I wanted to go to college somewhere else in the mid-majority. I knew I could never get into a place like the University of Illinois or the University of Missouri; I had an utter disdain for their athletic programs. Southern Illinois Carbondale was busy wrecking the Big Dance across the state, and I wanted to go there, or somewhere like that.
Simmons went away to clear the path for former Bradley assistant Lennox Forrester, but the only college I ended up applying to was the local one with the Cougar mascot. While I was researching schools I would never go to -- like SIUE's sister school Southern Illinois Carbondale, which is highly despised in this corner of the state -- SIUE was exploring the possibility of reclassifying it's athletic programs to D-I. In March of 2007, the school formally announced it would do so.
In June of 2008, the Cougars joined the Ohio Valley Conference as the only non-American-Style Football school among its ranks, replacing Samford after their departure for the Southern Conference. This made me feel a little better about a future at SIUE. The value of my future diploma went up as high as LeShaun Murphy on a dunk!
My freshman year in college marked our last year in D-II obscurity. In 2008-2009, the Cougars officially took off. They're still rising, attempting the transitional NCAA hurdles, hoping against hope to have the necessary pieces in place by 2012-2013, when the hallowed land of March Madness will finally be within reach.
Over this past summer, I was promoted to sports editor at SIUE's student newspaper, the Alestle, where I have worked since my first day of college. I made an executive decision to place extra emphasis on basketball (as opposed to some of our other collegiate sports) because this is Our Game. I make sure that I'm accompanied by a reporter and a photographer at each home game. I occasionally travel when economically possible, just to make sure I'm there for every step of this great basketball journey.
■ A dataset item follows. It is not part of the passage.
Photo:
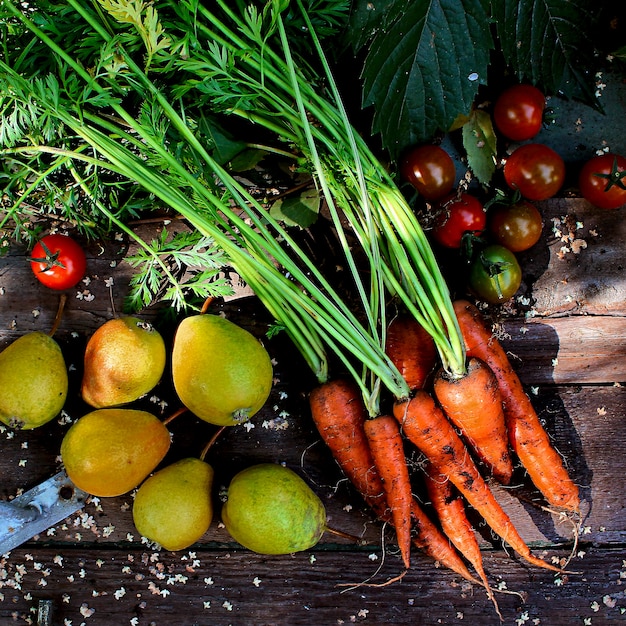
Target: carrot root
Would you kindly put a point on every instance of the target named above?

The majority of our student body remains apathetic when it comes to SIUE basketball. But the student section is emerging, the orange-clad Red Line supporters on campus are dwindling, and Cougar red is making its way out onto the quad and into the limelight. So I feel an editorial responsibility to help make and keep Cougar basketball relevant.
I love walking out onto the Vadalabene Center floor before a game now. I'm able to talk basketball with our sports information staff, our radio personalities and everyone involved in Cougar basketball. I can look up at those 10 banners acknowledging the teams in the Ohio Valley Conference -- as well as its torch logo on the court -- and the pride really hits me. To know first hand where SIUE has come from, its 14-year climb, makes every aspect of this transition more rewarding.
The Cougars are 3-21 on the season, and have been pushed around a lot while trying to manage this independent, pre-OVC schedule. There are lots of 25 percent shooting nights, days when we're doubled up on the boards, and Osiris Eldrige or Kenneth Farried have done plenty of standing in our way. It's been frustrating, but the guarantee game money has been pouring in -- supplemented by a cameo or two on ESPNU. We are not there yet, but the foundation is in place at SIUE. We want to become a special place in the mid-majority.
When SIUE wraps up this season Feb. 25 against Hannibal LaGrange, an NAIA school, SIU Edwardsville will be halfway there. Two of the school's four transitional years will have been completed. Though the D-I hardwood has been unforgiving at times, the Cougars continue living on that prayer, and we'll continue rising for two more seasons.